ENH: speed up wide DataFrame.line plots by using a single LineCollection #61764

EvMossan · 2025-07-03T08:16:19Z

What does this PR change?

Speeds up DataFrame.plot(kind="line") when the frame is “wide”.
If the DataFrame has > 200 columns, a numeric index (e.g. RangeIndex
or integer/float values), is not a time-series plot, has no stacking
and no error bars, we now draw everything with a single
matplotlib.collections.LineCollection instead of one Line2D per column.
No API changes; behaviour is identical for smaller plots or the excluded
cases above.

Performance numbers

500 rows × 2000 cols (RangeIndex)	master	this PR	speed-up
`df.plot(legend=False)`	0.342 s	0.069 s	5×

Benchmarked on pandas 3.0.0.dev0+2183.g94ff63adb2, matplotlib 3.10.3, NumPy 2.2.6

Notes

This PR does not change anything for DatetimeIndex plots—those remain on the original per-column path. A follow-up could combine LineCollection with the x_compat=True workaround (see #61398) to similarly speed up time-series plots.
Threshold (> 200 columns) is a heuristic and can be tuned in review.
The fast path activates only for numeric indices. Datetime/period/timedelta
indices still use the original per-column draw, so behaviour there is
unchanged.

closes ENH: speed up DataFrame.plot using LineCollection #61532
tests added / passed (pytest pandas/tests/plotting -q)
code checks passed (pre-commit run --all-files)
added entry in doc/source/whatsnew/v3.0.0.rst

cc @shadnikn @arthurlw – happy to take any feedback 🙂

mroeschke · 2025-07-03T16:12:57Z

pandas/plotting/_matplotlib/core.py

+        threshold = 200  # switch when DataFrame has more than this many columns
+        can_use_lc = (
+            not self._is_ts_plot()  # not a TS plot
+            and not self.stacked  # stacking not requested
+            and not com.any_not_none(*self.errors.values())  # no error bars
+            and len(self.data.columns) > threshold
+        )
+        if can_use_lc:


I would prefer not to have a special casing like this because it's difficult to maintain parity between a "fast path" and the existing path.
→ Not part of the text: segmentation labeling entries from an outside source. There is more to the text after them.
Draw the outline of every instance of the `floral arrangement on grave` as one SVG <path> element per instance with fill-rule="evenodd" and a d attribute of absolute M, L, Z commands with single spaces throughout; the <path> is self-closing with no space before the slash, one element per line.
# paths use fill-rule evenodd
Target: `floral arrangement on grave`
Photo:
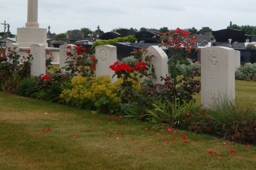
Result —
<path fill-rule="evenodd" d="M 177 29 L 169 32 L 159 32 L 154 37 L 158 42 L 162 42 L 162 45 L 167 48 L 172 54 L 167 63 L 173 66 L 170 69 L 170 75 L 161 76 L 161 84 L 153 83 L 153 79 L 157 77 L 155 73 L 155 69 L 151 62 L 156 57 L 148 54 L 146 49 L 134 49 L 132 55 L 138 60 L 134 67 L 129 64 L 120 63 L 118 61 L 110 66 L 109 68 L 115 72 L 113 76 L 116 75 L 118 78 L 123 80 L 118 91 L 124 92 L 120 97 L 123 101 L 126 100 L 126 102 L 131 104 L 132 107 L 138 108 L 134 110 L 140 111 L 142 113 L 145 108 L 152 108 L 151 106 L 154 98 L 165 102 L 165 98 L 168 98 L 172 102 L 178 101 L 181 104 L 194 101 L 192 95 L 195 93 L 199 93 L 201 83 L 199 80 L 192 79 L 198 73 L 195 70 L 190 75 L 179 68 L 180 64 L 189 65 L 189 55 L 199 50 L 194 45 L 197 41 L 196 38 L 185 38 L 191 33 Z M 138 78 L 142 78 L 141 85 L 145 85 L 142 87 L 144 91 L 140 94 L 136 93 L 132 86 L 135 81 L 138 81 Z M 140 117 L 143 116 L 143 113 L 138 113 Z"/>
<path fill-rule="evenodd" d="M 254 44 L 252 43 L 249 43 L 245 47 L 246 49 L 255 49 L 256 48 L 256 46 Z"/>
<path fill-rule="evenodd" d="M 203 42 L 202 42 L 202 44 L 208 44 L 208 42 L 207 40 L 205 40 L 204 41 L 203 41 Z"/>
<path fill-rule="evenodd" d="M 210 37 L 209 37 L 209 38 L 210 38 L 210 39 L 211 40 L 214 40 L 215 39 L 215 37 L 212 35 L 210 35 Z"/>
Is there a way to refactor our plotting here to generalize the plotting to this form rather than the iterative approach below?

Thanks for the suggestion, @mroeschke

Removed the early-return fast path; use_collection now only decides how we draw after the shared loop, so there’s one unified code path.

Let me know if you’d like anything tweaked.

pandas/plotting/_matplotlib/core.py

pandas/tests/plotting/frame/test_linecollection_speedup.py

EvMossan · 2025-07-15T13:12:36Z

@jbrockmendel Done in the latest commit, thanks!

mroeschke · 2025-07-15T17:16:30Z

pandas/plotting/_matplotlib/core.py

+            label_str = self._mark_right_label(pprint_thing(label), index=i)
+            kwds["label"] = label_str
+
+            if use_collection:


I'm still not generally fond of having a different code path if some condition is met, especially since the condition is requires a magic number threshold

this is a reasonable concern. is there a downside to always using LineCollection?

@mroeschke @jbrockmendel, If we want to completely get rid of the path split and the magic threshold number, i have to patch few things:

pandas/plotting/_matplotlib/core.py (LinePlot._make_plot)
• Remove the current threshold (use_collection) condition.
• Always render DataFrame line plots using a single LineCollection.
• Add tiny proxy Line2D objects (invisible) to keep legends working as usual.
• Stacked plots and error-bar plots remain unchanged (they use separate code paths already).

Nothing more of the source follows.